Measurement of four-jet differential cross sections in $\sqrt{s} = 8$~TeV proton–proton collisions using the ATLAS detector

The work presented in this thesis has been carried out in the frame of the ATLAS experiment at the Large Hadron Collider. It is centred around the study of jets, their properties, their measurement in the calorimeter, and their production cross section. One of the main aspects of this thesis is the measurement of the differential cross section for the production of events with many jets, using the dataset collected by the ATLAS detector in proton-proton collisions at $\sqrt{s} = 8$ TeV delivered by the LHC. The event selection requires that the four ${\textrm{anti-}}k_{t}$ $R=0.4$ jets in the event with the largest transverse momentum ($p_{\text{T}}$) within the rapidity range $|y|<2.8$ are well separated ($\Delta R_{\text{4j}}^{\min}>0.65$), all have $p_{\text{T}}>64$ GeV, and include at least one jet with $p_{\text{T}}>100$ GeV. The measurement considers a wide variety of variables, including distributions of jet momenta, invariant masses, minimum and maximum opening angles and other kinematic variables.
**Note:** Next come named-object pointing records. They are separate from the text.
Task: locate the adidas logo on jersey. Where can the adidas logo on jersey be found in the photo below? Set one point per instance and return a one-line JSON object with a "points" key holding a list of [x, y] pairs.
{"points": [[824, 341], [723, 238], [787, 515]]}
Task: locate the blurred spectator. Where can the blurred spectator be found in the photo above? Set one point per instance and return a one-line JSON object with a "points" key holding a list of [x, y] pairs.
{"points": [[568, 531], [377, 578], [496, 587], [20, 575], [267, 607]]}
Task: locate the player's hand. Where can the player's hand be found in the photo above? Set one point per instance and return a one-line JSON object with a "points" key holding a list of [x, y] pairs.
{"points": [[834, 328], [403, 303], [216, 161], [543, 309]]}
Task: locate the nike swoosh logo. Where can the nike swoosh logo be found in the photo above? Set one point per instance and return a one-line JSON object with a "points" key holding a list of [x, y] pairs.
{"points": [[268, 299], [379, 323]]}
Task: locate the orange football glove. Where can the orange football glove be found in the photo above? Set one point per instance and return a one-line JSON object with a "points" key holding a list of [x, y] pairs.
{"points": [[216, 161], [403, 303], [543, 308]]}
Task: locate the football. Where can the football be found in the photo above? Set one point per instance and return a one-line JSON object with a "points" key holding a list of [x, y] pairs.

At the same time, these variables were binned in regions of momenta and mass in order to probe more diverse kinematic regimes. The presented cross sections are corrected for detector effects and compared to some of the leading-order calculations of most widespread use in experimental physics, as well as next-to-leading-order theoretical predictions. Other aspects of the work regarded the measurement of the momentum resolution of jets, and the design and assembly of new scintillator detectors in the calorimeter. The first subject involves the study of jet properties related to its energy resolution. This is an important measurement within the collaboration, as many analysis have jets in their final state. The resolution is affected by the data taking conditions, and it can worsen considerably when the instant luminosity and the energy of the collisions are increased. Consequently, the improvement of the jet resolution is one of the main goals in the corrections applied in jet calibration, which in turn need to be tested and validated through in situ methods. The work related to scintillator detectors was carried out during the period in which data taking was halted, between 2013 and 2014, to allow for the repair and upgrade of the accelerator and the experiments. The irradiated scintillators used during Run 1 were removed for study, in order to make an improved design and assembly new detectors.